The view of monothelitism held a compromise position that Jesus had two natures but only one will. This was in contrast with both the view that Jesus had only one nature (either human or divine) and that Jesus had two natures and two wills (dyothelitism).
Biblically, it can be shown that Jesus held both a human and divine nature, affirming dyothelitism and denying monothelitism. For example, in Luke 22:42 Jesus prayed to the Father, "Father, if you are willing, remove this cup from me. Nevertheless, not my will, but yours, be done." Jesus had a human will that desired not to die.
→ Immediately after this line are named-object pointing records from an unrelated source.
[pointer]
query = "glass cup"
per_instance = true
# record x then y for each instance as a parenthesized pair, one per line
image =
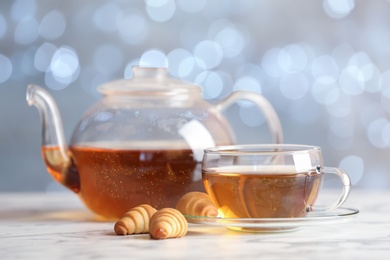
(268, 181)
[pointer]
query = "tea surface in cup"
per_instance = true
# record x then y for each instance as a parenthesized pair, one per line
(266, 191)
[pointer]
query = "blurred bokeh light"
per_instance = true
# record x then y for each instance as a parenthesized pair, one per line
(324, 65)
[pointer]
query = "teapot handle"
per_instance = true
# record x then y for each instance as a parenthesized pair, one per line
(263, 104)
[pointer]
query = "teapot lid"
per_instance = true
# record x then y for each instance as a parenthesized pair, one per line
(148, 80)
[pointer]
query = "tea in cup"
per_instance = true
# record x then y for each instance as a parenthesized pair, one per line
(267, 181)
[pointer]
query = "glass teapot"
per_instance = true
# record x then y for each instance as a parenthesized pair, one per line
(142, 142)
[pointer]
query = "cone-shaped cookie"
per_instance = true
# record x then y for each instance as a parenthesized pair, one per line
(167, 223)
(135, 221)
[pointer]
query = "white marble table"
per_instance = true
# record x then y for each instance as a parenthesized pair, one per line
(56, 226)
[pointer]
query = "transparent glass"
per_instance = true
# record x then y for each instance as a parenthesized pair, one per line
(142, 142)
(268, 181)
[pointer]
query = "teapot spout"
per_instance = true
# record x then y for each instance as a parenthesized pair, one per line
(54, 150)
(52, 131)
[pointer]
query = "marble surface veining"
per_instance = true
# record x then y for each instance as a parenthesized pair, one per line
(57, 226)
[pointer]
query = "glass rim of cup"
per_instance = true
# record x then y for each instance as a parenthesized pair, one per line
(256, 149)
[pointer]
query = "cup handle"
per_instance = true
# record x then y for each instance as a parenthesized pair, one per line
(263, 104)
(344, 195)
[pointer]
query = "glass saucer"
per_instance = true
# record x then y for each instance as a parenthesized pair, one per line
(339, 215)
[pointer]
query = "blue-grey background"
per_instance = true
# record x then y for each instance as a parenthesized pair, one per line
(324, 65)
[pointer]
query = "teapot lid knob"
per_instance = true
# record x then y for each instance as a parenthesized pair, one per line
(150, 72)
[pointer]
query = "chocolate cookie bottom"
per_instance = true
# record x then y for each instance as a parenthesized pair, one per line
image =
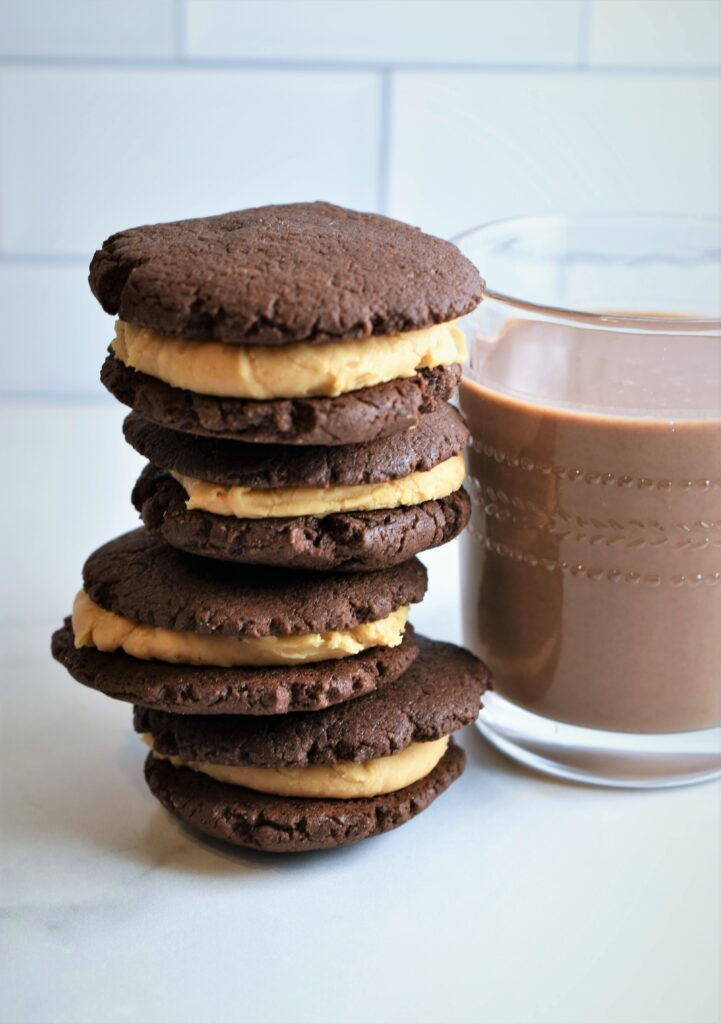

He also had a divine will that was the same as the divine will of God the Father that would lead Him to die on the cross for humanity's sins.
Another example can be found in John 6:38 that reads, "For I have come down from heaven, not to do my own will but the will of him who sent me." The human desires of Jesus faced temptation as other people did (Matthew 4:1-10), yet He acknowledged His divine will to accomplish the work of God the Father.
Again, in John 10:17-18 we find, "For this reason the Father loves me, because I lay down my life that I may take it up again. No one takes it from me, but I lay it down of my own accord. I have authority to lay it down, and I have authority to take it up again. This charge I have received from my Father." Jesus had the same divine will as the Father, yet He also had to deal with His human will that did not desire to face suffering and death.
The Bible is clear that Jesus is both fully human and fully God, including both a divine and human will. Any view that some way makes Jesus less human or less divine stands in contrast with His revelations as God in human form (John 1:1; 14).